SANS DOUTE faut-il repartir de là, de la chute de Ryder Hesjedal sur la route d'Alcaudete, dans le Tour d'Espagne 2014, et la revoir, à l'aune du blitz de San Remo le 22 mars dernier – le contrôle d'une trentaine de vélos à l'arrivée de la classique italienne – et de ces « allégations et rumeurs », très alarmistes, évoquées par le président de l'Union cycliste internationale (UCI), Brian Cookson. Sur l'arrêt image (voir par ailleurs), Hesjedal est à terre, sa longue carcasse d'albatros peine à se relever. Sous ses jambes, sa bicyclette esquisse une drôle d'arabesque. Cet épisode, d'ordinaire si banal, que les internautes se repasseront en boucle, sans filtre, sur YouTube, se heurte à la logique. À l'origine, une simple glissade et, pour finir, un incident embarrassant et un faisceau de présomptions : à peine la roue arrière du Canadien touche-t-elle le sol que son vélo se cabre et se redresse en effectuant une rotation insolite, à 180 degrés, comme mû par un mécanisme interne, avant d'être percuté par la moto d'un cameraman. Étrange chorégraphie.

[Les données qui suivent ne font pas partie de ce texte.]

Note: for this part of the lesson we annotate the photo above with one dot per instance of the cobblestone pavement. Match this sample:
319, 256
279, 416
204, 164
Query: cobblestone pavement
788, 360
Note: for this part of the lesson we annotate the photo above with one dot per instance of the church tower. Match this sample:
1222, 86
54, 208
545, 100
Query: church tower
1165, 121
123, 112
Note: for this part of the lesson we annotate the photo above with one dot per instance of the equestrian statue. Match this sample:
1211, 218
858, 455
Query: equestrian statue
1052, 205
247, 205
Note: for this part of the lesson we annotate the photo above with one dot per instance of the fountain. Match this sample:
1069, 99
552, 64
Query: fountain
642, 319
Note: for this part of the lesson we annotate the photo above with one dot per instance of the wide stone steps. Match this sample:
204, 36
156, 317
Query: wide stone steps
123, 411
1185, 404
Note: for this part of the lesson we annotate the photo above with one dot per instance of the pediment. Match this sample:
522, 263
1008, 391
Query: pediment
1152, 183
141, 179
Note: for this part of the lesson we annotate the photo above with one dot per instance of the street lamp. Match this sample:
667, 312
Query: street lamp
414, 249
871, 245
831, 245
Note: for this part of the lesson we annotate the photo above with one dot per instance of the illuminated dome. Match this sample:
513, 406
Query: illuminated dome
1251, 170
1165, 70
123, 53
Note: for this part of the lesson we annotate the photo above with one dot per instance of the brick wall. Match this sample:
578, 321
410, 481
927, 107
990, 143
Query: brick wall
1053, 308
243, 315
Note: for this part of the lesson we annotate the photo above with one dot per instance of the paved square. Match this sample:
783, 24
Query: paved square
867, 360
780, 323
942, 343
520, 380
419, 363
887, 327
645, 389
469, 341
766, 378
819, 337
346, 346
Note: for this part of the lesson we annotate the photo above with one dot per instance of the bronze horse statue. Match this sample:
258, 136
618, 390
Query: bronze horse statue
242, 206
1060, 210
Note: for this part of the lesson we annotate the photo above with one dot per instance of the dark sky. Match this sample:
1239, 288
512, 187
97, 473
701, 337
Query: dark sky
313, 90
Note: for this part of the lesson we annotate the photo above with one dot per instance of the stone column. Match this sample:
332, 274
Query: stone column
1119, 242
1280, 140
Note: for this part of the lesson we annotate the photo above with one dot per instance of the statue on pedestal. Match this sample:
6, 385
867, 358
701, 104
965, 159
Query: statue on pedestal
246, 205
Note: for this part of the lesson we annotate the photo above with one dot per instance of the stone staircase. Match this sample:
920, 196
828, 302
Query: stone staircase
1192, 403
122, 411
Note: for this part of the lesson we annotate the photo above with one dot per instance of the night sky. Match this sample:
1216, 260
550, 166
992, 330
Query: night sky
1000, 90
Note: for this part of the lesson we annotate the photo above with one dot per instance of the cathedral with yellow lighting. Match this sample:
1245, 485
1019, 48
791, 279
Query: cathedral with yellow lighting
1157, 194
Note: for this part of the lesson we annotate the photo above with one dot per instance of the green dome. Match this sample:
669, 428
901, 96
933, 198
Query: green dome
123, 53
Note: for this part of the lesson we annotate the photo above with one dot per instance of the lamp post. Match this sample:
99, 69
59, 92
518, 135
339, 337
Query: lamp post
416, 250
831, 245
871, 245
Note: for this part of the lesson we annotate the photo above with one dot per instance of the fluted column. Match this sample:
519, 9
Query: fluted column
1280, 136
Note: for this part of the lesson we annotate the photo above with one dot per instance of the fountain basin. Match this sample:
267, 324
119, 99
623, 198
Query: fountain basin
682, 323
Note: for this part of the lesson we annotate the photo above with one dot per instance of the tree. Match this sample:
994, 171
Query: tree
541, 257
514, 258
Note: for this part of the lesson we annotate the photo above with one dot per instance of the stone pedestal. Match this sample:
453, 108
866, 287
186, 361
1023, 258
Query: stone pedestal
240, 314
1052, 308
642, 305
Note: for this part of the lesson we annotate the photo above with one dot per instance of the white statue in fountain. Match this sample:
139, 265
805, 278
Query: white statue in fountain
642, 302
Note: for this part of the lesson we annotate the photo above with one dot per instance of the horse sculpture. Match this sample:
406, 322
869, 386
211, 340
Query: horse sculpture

« Rien d'étonnant », selon le directeur sportif de Garmin, Bingen Fernandez, qui expliquera posément que ce mouvement était dû à « l'inertie de la bicyclette ». Possible. Mais au bout du fil, ce même jour, l'un de nos correspondants à l'UCI ne cache pas son embarras. «Tu as vu ? Son vélo sur la route qui se remet en marche... » Oui, j'ai vu, évidemment. « Cette image d'Hesjedal, c'est ce qui restera de cette Vuelta , j'en ai bien peur », avait-il enchéri, visiblement navré. Puis, avant de raccrocher, sur un ton plus léger : « Et si la moto ne l'avait pas entravé, imagine à quoi on aurait peut-être assisté. »
D'autres coups de téléphone, nourris du même scepticisme, s'entrecroiseront dans les heures qui suivront au siège de l'UCI, à Aigle, où l'incident ne suscitera, étrangement, aucune réaction officielle. En soi, l'aveu d'un malaise, ce malaise sur lequel la Commission indépendante pour la réforme du cyclisme (CIRC) a enfin mis des mots (lire par ailleurs), la crainte d'une tricherie technologique, calamiteuse pour l'avenir du cyclisme, que Brian Cookson a finalement rendue publique en différé. À la Vuelta, la chute du très inconstant Ryder Hesjedal – qui se souvient qu'il a gagné le Tour d'Italie ? – avait pourtant réveillé le spectre des vélos motorisés.
D'autres ombres étaient venues se plaquer, se fondre par surimpression sur la fine silhouette du Canadien. Celle, écrasante, de Fabian Cancellara, décollant Tom Boonen de sa roue, sans même lever le cul de la selle, sur les pavés graisseux du mur de Grammont, dans le final du Tour des Flandres 2010. Boonen avait chronométré la scène. « Jamais je n'étais monté aussi vite », aurait-il confié à son compatriote Björn Leukemans sans trop s'étendre. Dans ce même Tour des Flandres, il y avait eu, aussi, cet étrange ballet autour du second leader des CSC, Matti Breschel, flamboyant lauréat d'À Travers la Flandre quelques jours plus tôt. Scène irréelle. Le Danois s'arrête pour changer de vélo à 53 kilomètres de Meerbeke, mais son directeur sportif, Torsten Schmidt, hésite, cafouille et... se trompe de machine. Adossé au capot de la voiture, Breschel avait ruminé sa colère puis il était reparti en roue libre, sans plus s'intéresser à la course. Il s'était passé quelque chose. Mais quoi ? Que s'était-il produit au juste ?« Je ne sais pas, mais c'est bizarre, tous ces coureurs qui changent de vélo… Ça n'arrivait pas avant… », avait constaté un mécano du groupe Lotto, ajoutant, comme pour lui-même : « Schmidt, logiquement, n'aurait pas dû se tromper, les vélos de rechange des deux leaders se placent toujours à l'avant, de part et d'autre de la galerie. »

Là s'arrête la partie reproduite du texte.